Now there is a lot more going on as you need to get the data in to tell the system how bright to make the light and such but the is the basics. What I do not like about phase angle dimming. Which is the name of the method of dimming lights that I just explained is that if you can picture a sine wave, at the ends near the ZC the wave is changing voltage very fast compared to the middle where it moves sideways faster than up and down voltage being up and down and time being sideways. So if you divide a sine wave half into 256 equal segments you have equal time but not near equal change of voltage. Volts = Brightness. So for the same time change you get different amounts of brightness change in different areas of you dimming range. You also have such a fast changing voltage to time at the ends you lose your control and in phase angle dimmers you really only get about 80% of your dimming range with it not doing anything at the ends / low values and high values


Lynx:

So I created the Lynx

It does not use phase angle dimming. It does not have a ZC circuit and it has no idea where in the wave it is at any time. And it doesn't care. It uses mosfets so I can turn on and off the power anytime not just at zero cross. Then instead of working on the 120 Hz pwm update cycle we crank up the speed to many times this so instead of a half wave being broke into 256 steps it is broken into 47,000 steps but these many steps are off for a percent and on for a percent. This is where it controls the power. It works more like a switching power supply. I change the amplitude of the wave or in other words the voltage I don’t really cut it off. I do but for so short a time that with the inductance in the wires and the lights it never goes off it just averages out to an average voltage. If I turn the 47000 steps off for 100% of the time and on for 0% it is off. If I turn it on 80% and off 20% you get 80% of the voltage and your lights are 80% bright. This is the difference in it. It is the same all the way across because something neat happens I am sample 80% of the fast change but on both side so they cancel out. In the middle I am sampling the up and down sides of the middle so they cancel out. This makes it linear dimmers. I also do not make the noise from the sudden cut off and on. It cycles to fast for the current to total stop so it prevents this... That is the Lynx. The firmware is very different for it.


Freestyle:

The freestyle is just a phase angle dimmer as I explained but with one twist. This is the freestyle difference. It is cheap!

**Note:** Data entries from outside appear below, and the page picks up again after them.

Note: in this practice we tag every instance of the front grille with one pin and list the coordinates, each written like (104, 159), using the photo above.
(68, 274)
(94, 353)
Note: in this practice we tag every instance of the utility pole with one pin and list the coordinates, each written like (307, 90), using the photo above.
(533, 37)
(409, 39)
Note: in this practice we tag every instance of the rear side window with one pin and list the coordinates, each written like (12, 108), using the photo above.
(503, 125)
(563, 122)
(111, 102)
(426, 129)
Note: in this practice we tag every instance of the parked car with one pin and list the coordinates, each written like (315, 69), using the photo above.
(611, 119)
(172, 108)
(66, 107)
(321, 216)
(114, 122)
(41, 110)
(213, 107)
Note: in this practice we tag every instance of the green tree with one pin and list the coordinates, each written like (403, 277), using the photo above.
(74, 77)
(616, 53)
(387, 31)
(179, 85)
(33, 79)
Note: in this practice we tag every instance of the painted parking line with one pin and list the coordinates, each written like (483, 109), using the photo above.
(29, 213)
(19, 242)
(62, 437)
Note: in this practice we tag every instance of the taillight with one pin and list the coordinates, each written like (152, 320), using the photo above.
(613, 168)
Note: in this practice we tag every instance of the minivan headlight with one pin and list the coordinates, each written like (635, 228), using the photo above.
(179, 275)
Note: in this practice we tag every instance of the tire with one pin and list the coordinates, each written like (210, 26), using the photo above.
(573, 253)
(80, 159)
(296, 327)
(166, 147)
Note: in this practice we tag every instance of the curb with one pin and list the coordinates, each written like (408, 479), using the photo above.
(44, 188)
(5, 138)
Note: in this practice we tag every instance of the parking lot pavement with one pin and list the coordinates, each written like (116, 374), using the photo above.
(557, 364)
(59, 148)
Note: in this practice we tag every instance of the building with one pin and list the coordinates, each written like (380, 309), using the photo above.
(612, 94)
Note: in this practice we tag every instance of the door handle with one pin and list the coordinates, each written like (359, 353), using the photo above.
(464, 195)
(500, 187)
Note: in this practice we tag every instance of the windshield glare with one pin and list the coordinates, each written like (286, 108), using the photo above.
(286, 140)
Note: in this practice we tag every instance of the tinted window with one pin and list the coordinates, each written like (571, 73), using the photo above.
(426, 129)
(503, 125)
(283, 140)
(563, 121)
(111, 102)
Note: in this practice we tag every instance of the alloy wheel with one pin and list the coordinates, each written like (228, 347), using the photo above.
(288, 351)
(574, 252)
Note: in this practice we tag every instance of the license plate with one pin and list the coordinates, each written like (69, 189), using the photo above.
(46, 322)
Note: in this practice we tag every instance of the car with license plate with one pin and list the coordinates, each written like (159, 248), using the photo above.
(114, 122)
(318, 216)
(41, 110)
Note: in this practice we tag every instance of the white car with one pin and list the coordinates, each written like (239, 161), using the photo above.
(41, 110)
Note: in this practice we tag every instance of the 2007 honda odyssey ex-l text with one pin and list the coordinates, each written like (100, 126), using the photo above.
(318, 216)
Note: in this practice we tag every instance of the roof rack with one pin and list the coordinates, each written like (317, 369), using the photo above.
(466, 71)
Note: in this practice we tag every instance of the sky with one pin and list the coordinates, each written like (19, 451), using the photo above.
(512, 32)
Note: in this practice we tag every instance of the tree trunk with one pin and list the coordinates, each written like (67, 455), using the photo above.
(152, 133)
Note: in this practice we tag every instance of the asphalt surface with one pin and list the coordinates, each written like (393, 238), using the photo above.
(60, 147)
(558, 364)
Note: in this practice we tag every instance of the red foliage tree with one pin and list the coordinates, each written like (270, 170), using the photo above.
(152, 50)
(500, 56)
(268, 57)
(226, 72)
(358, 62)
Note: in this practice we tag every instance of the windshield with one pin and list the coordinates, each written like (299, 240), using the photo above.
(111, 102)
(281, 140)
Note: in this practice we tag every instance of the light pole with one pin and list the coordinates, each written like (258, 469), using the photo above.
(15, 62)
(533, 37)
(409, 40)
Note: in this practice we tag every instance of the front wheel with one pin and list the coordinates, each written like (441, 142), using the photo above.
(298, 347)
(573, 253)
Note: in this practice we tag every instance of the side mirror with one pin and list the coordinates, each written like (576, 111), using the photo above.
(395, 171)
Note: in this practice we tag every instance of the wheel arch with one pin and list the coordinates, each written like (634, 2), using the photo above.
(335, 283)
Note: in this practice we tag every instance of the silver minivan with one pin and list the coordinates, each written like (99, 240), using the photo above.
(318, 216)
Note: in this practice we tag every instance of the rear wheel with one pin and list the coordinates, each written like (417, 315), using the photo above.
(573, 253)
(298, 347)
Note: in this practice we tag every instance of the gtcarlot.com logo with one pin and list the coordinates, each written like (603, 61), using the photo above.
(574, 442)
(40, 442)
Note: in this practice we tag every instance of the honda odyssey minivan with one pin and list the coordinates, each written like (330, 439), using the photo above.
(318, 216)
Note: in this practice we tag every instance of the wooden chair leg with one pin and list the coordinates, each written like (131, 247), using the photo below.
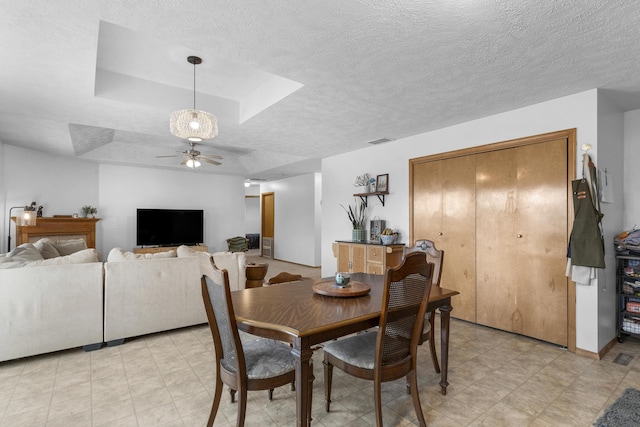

The freestyle is a phase angle dimmer. In this it is no different than the Renard or any. I do my pwm code different but it does not change how it works. With a pic dimmer like that typical the pic will use 8 data lines to control eight channels.

So for 64 channels you run 8 pic chips. Pic chips are not the cheapest things but not real bad at like $2 a piece. But if you want 128 channels you would need 16 for about $32 - $40 in pics to run it. plus everything else needed to run the board and if you are like me and want to have power and ZC on board where it is a single device then it would get expensive to do this. Then there is the complexity of it. If one pic gets the data from vixen how do the others get it? If it is DMX I can pass the DMX stream to them all but how do I tell each one what it needs. How does it know what info is for it. I would need to program them all with start addresses or do some kind of brute stripping like Phil does on the Renard. My answer was simple. Use one pic and set its start via software like the Lynx but uses a fast pic and multiplexes the 8 pins by sending the data out a data buss and latching it into latches. This make the 8 pins be come 128 pins and the latches each have 8 latches to hold the setting until the next slice of 32.5 us when I tell it again what I want it to be either On or Off. I cycle through all 128 channels every 32.5 us. Why is this better? Cost, that’s all. One $2 pic and 16 $.25 latches is cheaper and less programming. The rj45's cost almost as much as all the other parts including the power supply. The Freestyle is born.